I came across a very informative source while browsing the Gale database. This link should lead to my annotations I made while reading this article via hypothes.is. This source gives an in depth look at the original Ponzi scheme formulated by Charles Ponzi. This scheme was first used in Boston in 1919 with a postal coupon system that made the founders very wealthy. The article talks about turning monetary means into a devalued currency, which then essentially forces people to partake in the buying of a product. I found this to have a resemblance to the tangible product flow that is involved in multi level markets. These similarities have sparked inquiry on the ethicality of this business scheme in the past. The Ponzi scheme and the pyramid scheme are two different schemes altogether, however they both work in similar ways. The Ponzi scheme somewhat inspired the pyramid scheme some years later. In both of these marketing formulas, there is a set “guarantee” of return to the investors within an allotted number of days, (in Ponzi’s case, investors were guaranteed a 100% return within 90 days). The reason his scheme was considered fraud is because the money he used to pay the investor’s returns came purely from the investments of new recruited investors, rather than postage sales that the company made afterwards. This shows how plans like these are bound to fall apart for the bottom recruitments eventually, because the scheme can only stretch so far until it breaks and can’t support the influx of new recruitments. These schemes often corrupt investors with more and more greed, as it soon becomes visible how they can end up with a large sum of cash by recruiting more and more people below them, as their superiors did to them. In a way this business scheme is much like a cult of success. There arises an intense sense of competition within the business that drives investors into abandoning all of their previous moral obligations to get ahead and make more money than those below them.

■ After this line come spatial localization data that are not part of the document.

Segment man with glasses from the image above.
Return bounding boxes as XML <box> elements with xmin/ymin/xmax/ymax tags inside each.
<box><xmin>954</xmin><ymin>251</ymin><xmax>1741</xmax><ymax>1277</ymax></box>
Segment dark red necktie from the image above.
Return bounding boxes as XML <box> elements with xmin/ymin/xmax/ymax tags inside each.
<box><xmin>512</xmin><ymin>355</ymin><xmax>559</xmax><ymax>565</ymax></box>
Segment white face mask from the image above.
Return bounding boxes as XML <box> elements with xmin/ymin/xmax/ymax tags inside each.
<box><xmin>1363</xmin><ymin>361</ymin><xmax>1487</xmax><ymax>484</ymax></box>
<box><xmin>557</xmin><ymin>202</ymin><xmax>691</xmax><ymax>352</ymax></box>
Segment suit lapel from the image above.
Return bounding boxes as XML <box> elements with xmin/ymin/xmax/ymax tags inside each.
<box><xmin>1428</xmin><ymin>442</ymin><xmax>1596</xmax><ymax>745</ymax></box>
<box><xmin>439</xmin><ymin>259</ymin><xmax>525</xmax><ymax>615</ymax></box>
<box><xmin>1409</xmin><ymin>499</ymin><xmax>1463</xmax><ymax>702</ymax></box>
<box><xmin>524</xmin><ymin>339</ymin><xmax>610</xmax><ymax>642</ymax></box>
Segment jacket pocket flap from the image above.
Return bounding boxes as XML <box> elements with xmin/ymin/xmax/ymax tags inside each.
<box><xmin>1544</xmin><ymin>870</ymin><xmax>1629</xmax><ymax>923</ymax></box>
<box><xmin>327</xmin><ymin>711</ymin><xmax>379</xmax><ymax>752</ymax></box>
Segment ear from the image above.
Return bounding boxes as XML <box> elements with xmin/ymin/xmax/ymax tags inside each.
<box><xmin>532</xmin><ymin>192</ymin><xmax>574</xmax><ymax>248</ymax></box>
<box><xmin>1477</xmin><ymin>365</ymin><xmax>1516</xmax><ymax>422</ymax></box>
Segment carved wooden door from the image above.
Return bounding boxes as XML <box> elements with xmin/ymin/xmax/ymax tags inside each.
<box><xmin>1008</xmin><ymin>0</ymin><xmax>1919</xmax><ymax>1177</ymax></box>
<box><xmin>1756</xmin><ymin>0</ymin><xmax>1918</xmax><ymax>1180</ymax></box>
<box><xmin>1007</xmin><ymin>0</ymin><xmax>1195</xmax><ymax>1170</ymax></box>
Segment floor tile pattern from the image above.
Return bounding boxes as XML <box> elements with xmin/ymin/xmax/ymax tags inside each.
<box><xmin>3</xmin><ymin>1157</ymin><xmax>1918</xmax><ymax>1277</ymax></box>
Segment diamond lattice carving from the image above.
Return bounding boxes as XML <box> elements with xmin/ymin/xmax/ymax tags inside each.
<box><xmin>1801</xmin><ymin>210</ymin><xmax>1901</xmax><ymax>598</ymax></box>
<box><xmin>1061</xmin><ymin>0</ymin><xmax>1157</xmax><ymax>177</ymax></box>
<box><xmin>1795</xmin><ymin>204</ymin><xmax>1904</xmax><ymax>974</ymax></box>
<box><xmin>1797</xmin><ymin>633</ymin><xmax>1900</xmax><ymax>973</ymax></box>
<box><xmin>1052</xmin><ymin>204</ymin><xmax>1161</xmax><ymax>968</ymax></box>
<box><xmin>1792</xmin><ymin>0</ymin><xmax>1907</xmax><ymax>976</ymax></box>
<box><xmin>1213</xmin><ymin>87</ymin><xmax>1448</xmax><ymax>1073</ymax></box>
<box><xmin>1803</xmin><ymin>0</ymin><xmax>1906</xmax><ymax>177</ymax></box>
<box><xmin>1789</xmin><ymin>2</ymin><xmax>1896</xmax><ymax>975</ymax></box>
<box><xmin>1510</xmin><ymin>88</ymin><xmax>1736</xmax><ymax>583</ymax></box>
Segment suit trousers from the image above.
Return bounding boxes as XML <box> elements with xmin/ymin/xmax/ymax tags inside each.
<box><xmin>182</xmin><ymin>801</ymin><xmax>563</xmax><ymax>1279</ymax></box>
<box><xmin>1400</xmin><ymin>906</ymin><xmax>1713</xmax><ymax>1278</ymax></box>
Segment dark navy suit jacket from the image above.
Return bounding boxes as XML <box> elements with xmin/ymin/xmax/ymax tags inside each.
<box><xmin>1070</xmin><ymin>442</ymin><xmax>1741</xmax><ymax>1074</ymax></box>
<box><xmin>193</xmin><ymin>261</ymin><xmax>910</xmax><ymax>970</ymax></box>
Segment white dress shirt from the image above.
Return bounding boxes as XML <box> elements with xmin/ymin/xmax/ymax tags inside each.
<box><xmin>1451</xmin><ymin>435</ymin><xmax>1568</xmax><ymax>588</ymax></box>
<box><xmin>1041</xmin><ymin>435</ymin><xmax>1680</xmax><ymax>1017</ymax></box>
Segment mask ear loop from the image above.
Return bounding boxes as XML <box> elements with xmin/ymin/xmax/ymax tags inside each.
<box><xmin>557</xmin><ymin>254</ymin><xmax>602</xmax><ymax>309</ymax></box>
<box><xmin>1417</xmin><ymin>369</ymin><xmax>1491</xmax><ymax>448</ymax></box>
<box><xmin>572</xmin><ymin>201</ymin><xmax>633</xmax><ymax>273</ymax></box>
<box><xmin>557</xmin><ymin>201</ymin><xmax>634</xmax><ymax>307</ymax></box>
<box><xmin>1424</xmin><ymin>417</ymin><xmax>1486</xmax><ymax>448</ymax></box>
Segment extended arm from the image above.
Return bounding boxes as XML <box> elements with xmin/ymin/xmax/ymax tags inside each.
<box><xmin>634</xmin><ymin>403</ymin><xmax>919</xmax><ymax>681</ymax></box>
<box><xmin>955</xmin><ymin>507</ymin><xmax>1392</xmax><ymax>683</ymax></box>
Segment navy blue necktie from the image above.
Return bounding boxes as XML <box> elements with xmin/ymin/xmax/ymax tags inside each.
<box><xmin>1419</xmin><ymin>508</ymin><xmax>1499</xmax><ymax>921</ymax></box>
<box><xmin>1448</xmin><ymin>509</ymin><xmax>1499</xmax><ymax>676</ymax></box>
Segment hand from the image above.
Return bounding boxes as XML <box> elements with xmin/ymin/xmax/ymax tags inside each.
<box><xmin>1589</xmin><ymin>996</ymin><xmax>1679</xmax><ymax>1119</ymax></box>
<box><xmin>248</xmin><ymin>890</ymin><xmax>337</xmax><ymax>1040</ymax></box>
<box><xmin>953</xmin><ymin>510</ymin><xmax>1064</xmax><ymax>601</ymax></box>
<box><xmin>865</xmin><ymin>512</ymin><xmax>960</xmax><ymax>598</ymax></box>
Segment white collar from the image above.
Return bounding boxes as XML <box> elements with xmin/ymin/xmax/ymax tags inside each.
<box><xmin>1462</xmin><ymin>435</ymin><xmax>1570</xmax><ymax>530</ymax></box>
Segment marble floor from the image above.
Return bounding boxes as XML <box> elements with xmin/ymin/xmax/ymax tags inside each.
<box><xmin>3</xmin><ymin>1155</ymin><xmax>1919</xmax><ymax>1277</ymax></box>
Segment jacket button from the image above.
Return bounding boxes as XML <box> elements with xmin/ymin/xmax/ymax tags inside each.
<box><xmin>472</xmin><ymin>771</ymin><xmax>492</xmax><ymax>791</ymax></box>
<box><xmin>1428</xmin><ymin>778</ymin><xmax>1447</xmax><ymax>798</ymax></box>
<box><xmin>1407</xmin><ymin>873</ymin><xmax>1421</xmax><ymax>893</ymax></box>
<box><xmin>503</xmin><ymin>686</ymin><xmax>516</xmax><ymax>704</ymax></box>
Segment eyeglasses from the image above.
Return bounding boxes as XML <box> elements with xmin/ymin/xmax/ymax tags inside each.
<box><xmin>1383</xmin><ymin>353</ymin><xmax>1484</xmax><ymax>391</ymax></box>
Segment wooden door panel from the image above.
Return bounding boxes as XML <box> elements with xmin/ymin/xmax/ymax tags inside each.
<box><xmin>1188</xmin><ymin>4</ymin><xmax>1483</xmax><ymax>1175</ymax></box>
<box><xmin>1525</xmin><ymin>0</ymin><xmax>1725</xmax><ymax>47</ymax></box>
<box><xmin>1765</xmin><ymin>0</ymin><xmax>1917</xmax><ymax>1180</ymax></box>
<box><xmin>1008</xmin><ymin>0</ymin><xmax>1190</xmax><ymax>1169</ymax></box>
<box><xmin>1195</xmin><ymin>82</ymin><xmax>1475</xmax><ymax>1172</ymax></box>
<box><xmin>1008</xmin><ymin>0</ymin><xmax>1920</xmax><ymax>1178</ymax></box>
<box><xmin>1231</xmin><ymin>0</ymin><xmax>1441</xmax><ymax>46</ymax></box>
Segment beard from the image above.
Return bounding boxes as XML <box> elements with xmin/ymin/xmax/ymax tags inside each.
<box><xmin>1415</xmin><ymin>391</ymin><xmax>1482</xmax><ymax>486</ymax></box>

Another interesting piece of information that I found in this document was that many Ponzi schemes still live on today while staying under the radar of business regulations. The place that these schemes still mainly operate is on the internet. These markets can still prove to be sustainable today, but only if there exists a cooperation among investors to not liquidate their shares and they stay under the radar of the federal regulatory eye. This article also stated, “Economists increasingly describe any situation as “Ponzi” when it involves payout obligations that can be met only through borrowing against future income.” This provides a modern day understanding of these business platforms and how they can be harmful to investors at the bottom.
This article is very enhancing and relative to my ongoing research on multi level marketing and how they resemble schemes such as these. The detail provided about the Ponzi scheme added another dimension to my research in connecting the pyramid scheme and multi level marketing. A quote that connects these three pieces states, “ Pyramid schemes are one variant of the Ponzi scheme in which the earlier in the scheme a participant signs on, the greater that person’s share of excess returns.” This summarizes what I am trying to get across in my research paper. It is startling how reflective each of these schemes is to one another and it is hard to draw the line where legality and morality become an issue. I do not personally believe that slapping a different label on something and changing a few of the minor details can make something that is considered fraud, a commonly practiced business platform in modern day society.